For a while in the 1950s and ‘60s, Julia Perry came very close to breaking both the color and the gender barriers and establish herself as a prominent composer on the American scene. Born in Lexington and raised in Akron, Perry came from an educated middle-class Black family, received excellent training at Westminster Choir College and at Tanglewood, and lived in Europe for five years. She counted luminaries like Luigi Dallapiccola and Nadia Boulanger among her mentors and was an accomplished singer, violinist, pianist, and conductor. Her Stabat Mater for mezzo-soprano and string orchestra, which she often sang in concert, was a major success. Yet ultimately, she was unable to completely overcome prejudice. Paralyzed by a series of strokes, she spent her last years in a wheelchair and while she continued to compose to the end of her life, her new works did not get performed. Her music was forgotten for decades and only started to be rediscovered recently.

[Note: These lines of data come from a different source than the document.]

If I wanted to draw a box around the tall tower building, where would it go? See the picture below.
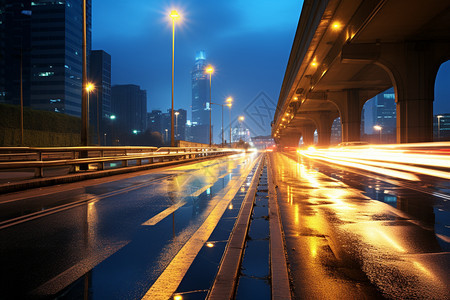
[88,50,111,143]
[0,0,32,105]
[191,51,209,144]
[0,0,91,116]
[31,0,91,116]
[191,51,209,125]
[111,84,147,134]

A high point in Perry’s professional life was the performance of her Study for Orchestra by the New York Philharmonic, under William Steinberg’s direction, in 1965. This work was previously titled Piece for Orchestra or Short Piece for Orchestra; it had been performed in a version for chamber orchestra by the Turin Symphony Orchestra in Italy under Dean Dixon in 1952 and, in an expanded orchestration, by the Little Orchestra Society under Thomas Scherman in 1955. It was at Steinberg’s request that Perry changed the title from Short Piece to Study. As the music director of the Pittsburgh Symphony (later also of the Boston Symphony), Steinberg was a high-profile maestro whose support could have meant a great deal, but apparently there was little follow-up.
One commentator on Julia Perry’s music places it “in the neo-classical tradition, with rich, dissonant harmonies, and an intense lyricism along with rhythmic complexities.” This assessment finds a perfect illustration in the seven-minute Study for Orchestra, in which a dynamic opening theme is contrasted, rondo-like, with three lyrical episodes. An abbreviated version of the opening theme serves as the vigorous conclusion.